Why misunderstanding statistics has become a particularly important problem
The news of the pandemic is accompanied by different numbers, but these numbers need to be interpreted correctly. The theoretical physicist Carlo Rovelli discusses this in a column for The Guardian.
Rovelli begins with an incident at his institute. Several years ago, five people who worked there, one after another, fell ill with a rather rare non-communicable disease. The rest became alarmed and began to look for the reason. There used to be a biolaboratory in the building. But no toxic chemicals were found, and some employees decided to simply quit.
Rovelli told the story to a mathematician friend at dinner one day, who laughed and suggested a thought experiment. There were 400 tiles on the floor where the congregation dined. If you throw in 100 grains of rice, can you find a five-grain tile? Everyone answered that no, it is impossible, because there are four tiles for each grain.
But that was the wrong answer. Scientists have seen this by throwing rice. After each attempt, tiles with two, three, four and even five grains were found. Rice scatters randomly, randomly, and the wise professors made a statistical mistake. The same mistake earlier forced Rovelli’s colleagues to resign.

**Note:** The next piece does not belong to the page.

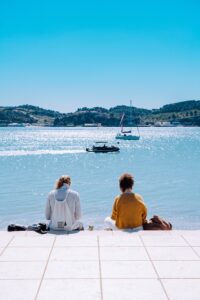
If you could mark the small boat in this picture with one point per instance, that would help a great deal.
(102, 148)
(127, 135)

We operate with probabilities every day, but most of us have little understanding of them, as well as other concepts related to statistics. Probabilities are often equated with imprecision, but lack of knowledge does not mean that we know nothing at all.
We almost never have complete information. In these cases, statistics come to the rescue. Thanks to her, we realized that smoking is harmful, and asbestos causes disease. Without statistics, we would have no experimental science at all.
Statistics can guide us into a pandemic. There are no completely reliable ways to protect yourself from a virus, just like there is no guaranteed way to get sick, but statistics allow you to manage risks: we evaluate which actions are more dangerous than others. There is an important intermediate area between precision and total uncertainty. It is in this area that our life unfolds.